You should after entering all of this still have a Command(m for help): prompt in front of you, but let’s think about where we are. We just created an EFI partition which is a small partition where our bootloader and other startup applications and data are stored.

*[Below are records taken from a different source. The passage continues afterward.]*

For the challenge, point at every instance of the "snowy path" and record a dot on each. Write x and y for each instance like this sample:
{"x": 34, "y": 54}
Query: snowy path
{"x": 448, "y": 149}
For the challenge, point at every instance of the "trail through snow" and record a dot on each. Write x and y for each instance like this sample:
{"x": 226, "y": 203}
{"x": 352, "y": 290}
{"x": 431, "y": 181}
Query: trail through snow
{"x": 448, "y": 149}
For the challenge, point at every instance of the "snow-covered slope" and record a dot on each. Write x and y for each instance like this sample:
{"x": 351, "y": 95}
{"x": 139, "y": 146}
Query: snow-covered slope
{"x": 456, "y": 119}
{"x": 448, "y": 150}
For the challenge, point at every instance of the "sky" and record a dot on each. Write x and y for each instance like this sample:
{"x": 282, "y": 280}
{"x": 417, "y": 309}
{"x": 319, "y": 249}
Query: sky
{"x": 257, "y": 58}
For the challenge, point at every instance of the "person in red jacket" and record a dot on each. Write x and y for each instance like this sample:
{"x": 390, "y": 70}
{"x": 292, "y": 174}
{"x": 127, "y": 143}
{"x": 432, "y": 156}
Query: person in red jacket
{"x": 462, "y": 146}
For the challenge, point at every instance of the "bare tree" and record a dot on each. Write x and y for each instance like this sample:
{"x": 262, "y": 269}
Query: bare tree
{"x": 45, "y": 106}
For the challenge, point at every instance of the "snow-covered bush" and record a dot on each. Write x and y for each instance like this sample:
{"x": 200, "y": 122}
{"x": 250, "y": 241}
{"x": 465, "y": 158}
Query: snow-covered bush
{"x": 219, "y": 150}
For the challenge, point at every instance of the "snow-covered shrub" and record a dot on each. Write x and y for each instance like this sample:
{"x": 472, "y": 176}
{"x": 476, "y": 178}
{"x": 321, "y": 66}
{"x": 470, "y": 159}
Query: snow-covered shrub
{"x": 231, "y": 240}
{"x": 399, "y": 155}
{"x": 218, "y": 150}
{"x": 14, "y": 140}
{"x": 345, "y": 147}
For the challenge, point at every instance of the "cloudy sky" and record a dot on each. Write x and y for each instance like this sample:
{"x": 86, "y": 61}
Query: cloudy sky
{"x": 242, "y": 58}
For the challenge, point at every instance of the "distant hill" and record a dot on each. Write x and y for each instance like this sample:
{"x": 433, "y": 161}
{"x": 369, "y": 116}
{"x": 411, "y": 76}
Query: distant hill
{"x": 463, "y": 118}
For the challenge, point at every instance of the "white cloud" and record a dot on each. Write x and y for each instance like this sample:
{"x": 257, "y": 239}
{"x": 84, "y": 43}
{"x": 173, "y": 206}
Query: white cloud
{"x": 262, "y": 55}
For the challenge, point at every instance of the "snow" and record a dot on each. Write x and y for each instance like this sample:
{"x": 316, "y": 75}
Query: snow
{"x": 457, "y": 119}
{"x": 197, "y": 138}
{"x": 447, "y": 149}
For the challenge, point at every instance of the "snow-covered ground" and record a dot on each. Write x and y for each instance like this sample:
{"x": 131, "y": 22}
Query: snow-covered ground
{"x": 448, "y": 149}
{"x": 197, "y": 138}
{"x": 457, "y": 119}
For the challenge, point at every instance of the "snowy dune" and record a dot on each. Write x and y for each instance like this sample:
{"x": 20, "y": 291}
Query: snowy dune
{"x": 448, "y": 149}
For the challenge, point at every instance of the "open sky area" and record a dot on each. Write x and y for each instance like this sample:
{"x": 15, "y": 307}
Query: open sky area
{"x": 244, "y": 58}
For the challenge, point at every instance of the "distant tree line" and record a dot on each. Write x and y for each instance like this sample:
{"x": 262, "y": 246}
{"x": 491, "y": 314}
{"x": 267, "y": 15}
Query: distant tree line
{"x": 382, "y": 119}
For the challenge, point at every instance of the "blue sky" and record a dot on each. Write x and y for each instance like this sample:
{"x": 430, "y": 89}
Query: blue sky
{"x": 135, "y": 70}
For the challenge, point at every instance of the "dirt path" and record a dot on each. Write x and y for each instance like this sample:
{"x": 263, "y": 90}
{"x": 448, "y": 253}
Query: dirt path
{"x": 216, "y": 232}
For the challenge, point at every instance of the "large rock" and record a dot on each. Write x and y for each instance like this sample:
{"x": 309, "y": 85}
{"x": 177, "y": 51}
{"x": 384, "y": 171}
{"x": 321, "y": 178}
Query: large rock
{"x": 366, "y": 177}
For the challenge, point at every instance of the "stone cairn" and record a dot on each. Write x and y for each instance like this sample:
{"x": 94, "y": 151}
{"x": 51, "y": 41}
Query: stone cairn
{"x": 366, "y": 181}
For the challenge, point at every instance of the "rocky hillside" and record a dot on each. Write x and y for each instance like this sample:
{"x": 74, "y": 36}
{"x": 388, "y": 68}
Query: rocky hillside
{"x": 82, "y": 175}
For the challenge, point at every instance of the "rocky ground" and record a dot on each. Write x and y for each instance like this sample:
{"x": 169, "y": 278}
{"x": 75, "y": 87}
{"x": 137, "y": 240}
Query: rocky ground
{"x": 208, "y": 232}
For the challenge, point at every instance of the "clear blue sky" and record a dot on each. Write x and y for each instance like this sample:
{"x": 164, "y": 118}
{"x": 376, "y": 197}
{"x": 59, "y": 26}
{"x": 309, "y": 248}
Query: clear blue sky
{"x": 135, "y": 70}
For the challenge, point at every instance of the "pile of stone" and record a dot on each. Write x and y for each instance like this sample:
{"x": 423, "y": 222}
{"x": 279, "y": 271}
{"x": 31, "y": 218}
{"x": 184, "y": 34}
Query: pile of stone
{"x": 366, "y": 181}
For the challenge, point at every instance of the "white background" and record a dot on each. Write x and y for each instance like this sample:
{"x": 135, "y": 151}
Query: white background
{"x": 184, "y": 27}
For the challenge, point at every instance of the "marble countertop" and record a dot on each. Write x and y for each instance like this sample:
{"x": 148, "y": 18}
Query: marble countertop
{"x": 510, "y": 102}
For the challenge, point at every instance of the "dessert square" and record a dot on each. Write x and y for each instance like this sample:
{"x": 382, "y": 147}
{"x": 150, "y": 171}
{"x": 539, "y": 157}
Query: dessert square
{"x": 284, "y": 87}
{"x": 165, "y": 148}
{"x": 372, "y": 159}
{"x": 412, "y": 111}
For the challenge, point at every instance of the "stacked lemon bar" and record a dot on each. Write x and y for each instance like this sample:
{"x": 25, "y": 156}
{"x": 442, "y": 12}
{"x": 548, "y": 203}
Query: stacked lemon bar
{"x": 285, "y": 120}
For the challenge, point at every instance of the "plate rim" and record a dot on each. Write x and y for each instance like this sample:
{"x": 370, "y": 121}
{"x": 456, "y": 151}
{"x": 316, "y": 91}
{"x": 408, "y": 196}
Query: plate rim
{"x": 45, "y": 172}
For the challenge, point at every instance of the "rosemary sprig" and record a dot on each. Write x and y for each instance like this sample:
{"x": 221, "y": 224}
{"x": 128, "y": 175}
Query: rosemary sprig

Learn more about this model here.
We pressed Enter for the first sector because we wanted to start at the nearest available space.
Boot partition #
Command (m for help): n
Partition number (2-128, default 2): 2
First sector (206848-41943006, default 206848): <Press Your Enter Key>
Last sector, +/-sectors or +/-size{K,M,G,T,P} (206848-41943006, default 41943006): +300M
Created a new partition 2 of type 'Linux filesystem' and of size 300 MiB.
We’ve now just created a boot partition that will be used for our GRUB install.
This includes:
- Our GRUB config
vmzlinux- our statically linked linux kernelinitramfs-linux.img- our initial RAM file system which will hand off its temporary root filesystem to our filesystem
If these parts don’t make sense follow the links, but for now don’t worry about it, the later steps take care of these pieces.
BTRFS partition #
Command (m for help): n
Partition number (3-128, default 3): 3
First sector (821248-41943006, default 821248): <Press Your Enter Key>
Last sector, +/-sectors or +/-size{K,M,G,T,P} (821248-41943006, default 41943006): <Press Your Enter Key>
Created a new partition 3 of type 'Linux filesystem' and of size 19.6 GiB.
Command (m for help): w
The partition table has been altered.
Calling ioctl() to re-read partition table.
Syncing disks.
Just like prior steps but we hit enter twice to take up the nearest sector and all remaining space. Then we write to disk.
Command recap #
This will not be done for later steps but because we had so much terminal output and explanation, here’s every keystroke you should have applied.
g
n
1
<Enter Key>
+100M
t
1
n
2
<Enter Key>
+300M
n
3
<Enter Key>
<Enter Key>
w
To swap or not #
TLDR: This guide will not provide this instruction, but you are free to explore it. Be warmed.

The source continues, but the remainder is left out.